Secondo Fabrizio Ventimiglia, l’avvocato italiano che rappresenta pure le famiglie delle vittime, oggi vengono trattati diversi temi, in particolare questioni relative alla sicurezza, ma anche al numero di persone presenti al momento del dramma e alla vendita di alcolici a minorenni.
La madre di una vittima vuole sentire la verità
Leila Micheloud, madre di due giovani donne vallesane che hanno riportato ustioni nella notte di Capodanno, partecipa pure all’interrogatorio, accompagnata dal suo avvocato Sébastien Fanti. “La mia presenza è il mio percorso di guarigione”, ha detto.
“Essendo qui, dimostro che le vittime non sono solo nomi su una lista, ma hanno anche un volto. Mi aspetto risposte. La verità. Né più né meno”, afferma Leila Micheloud.
Il proprietario del bar, Jacques Moretti, era stato posto in carcerazione preventiva il 9 gennaio e rilasciato 14 giorni dopo dietro pagamento di una cauzione di 200’000 franchi. Così come sua moglie, è stato sottoposto a misure coercitive. Contro la coppia si indaga attualmente per omicidio colposo, lesioni personali colpose e incendio colposo.

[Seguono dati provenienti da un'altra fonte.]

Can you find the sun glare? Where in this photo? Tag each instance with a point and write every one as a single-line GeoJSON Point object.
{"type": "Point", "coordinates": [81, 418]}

Jacques Moretti è arrivato a Sion mercoledì mattina alle 9.15 accompagnato dalla moglie Jessica. Entrambi sono entrati nel Campus Energypolis di Sion, dove si svolge, per questione di spazio, l’audizione, attraverso una porta laterale. Non hanno rilasciato dichiarazioni ai giornalisti presenti.
La moglie di Jacques Moretti, Jessica Moretti, sarà nuovamente interrogata dalla Procura giovedì mattina. Anche durante il suo interrogatorio gli avvocati delle vittime potranno porre domande.
Queste udienze, importanti per chiarire i contorni del dramma, sono però anche “una tortura”, che viene accentuata dal fatto che i coniugi Moretti vivono “in completo isolamento”, ha spiegato mercoledì mattina a Franceinfo Yaël Hayat, l’avvocata di Jessica Moretti. La coppia ha dichiarato fin dall’inizio di non volersi sottrarre alla giustizia.